Q: What is the status of the Palestinian people in the West Bank, including Jenin, including the camp of Jenin, and everywhere else in the West Bank? How do you designate them? What kind of designations do you give the Palestinians in the West Bank?
A: That they reside in that – those territories.
Q: They reside in that – they’re totally independent of the rest of the world, as if it were a different planet. Are they occupied, for instance? Do you – do you subscribe to the fact that they are under a military occupation?
Arikat went on to challenge Patel for parroting Israeli talking points about the Israeli raid on Jenin yesterday that killed ten people.

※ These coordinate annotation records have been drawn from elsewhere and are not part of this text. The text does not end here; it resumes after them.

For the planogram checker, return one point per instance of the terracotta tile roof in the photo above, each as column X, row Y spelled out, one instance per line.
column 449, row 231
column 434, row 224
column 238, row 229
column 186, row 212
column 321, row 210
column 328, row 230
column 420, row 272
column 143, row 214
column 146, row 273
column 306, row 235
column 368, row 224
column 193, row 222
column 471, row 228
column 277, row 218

Q: You just basically recited the Israeli story that they are nine militants killed and one civilian, as if you were sure of that fact, even before an investigation went on.
Where should the Palestinians go for protection? I’ve asked this question many times in this room. How should the Palestinians be protected?
A: Said, we have been very clear and we believe that there is an urgent need for all parties to de-escalate and to work together to improve the security situation in the West Bank.
Arikat then went on to state, if Palestinians are occupied, then they are a “captive people” against whom collective punishment must be considered a war crime. “Is it your view that collective punishment is a war crime?”
Said, I’m just – I think I’ve spoken to this pretty extensively, and what I’m just going to reiterate again is that we believe that there’s an urgent need for all parties to de-escalate and to work together to improve the security situation.
Q. Can you call on the Israelis to de-escalate? Do they listen to you when you tell them to de-escalate and not to attack innocent Palestinians day-in and day-out?
MR PATEL: Said, we have consistently called on both sides to de-escalate, and we have consistently spoken about our – the need for both Palestinians and Israelis to equally— deserve to live safely and securely.
QUESTION: And if they don’t listen to you, where should they go? Just to follow on where Matt began, where should the Palestinians go?
MR PATEL: Again, Said, we continue to believe that this is something that can be discussed through dialogue and diplomacy between both parties.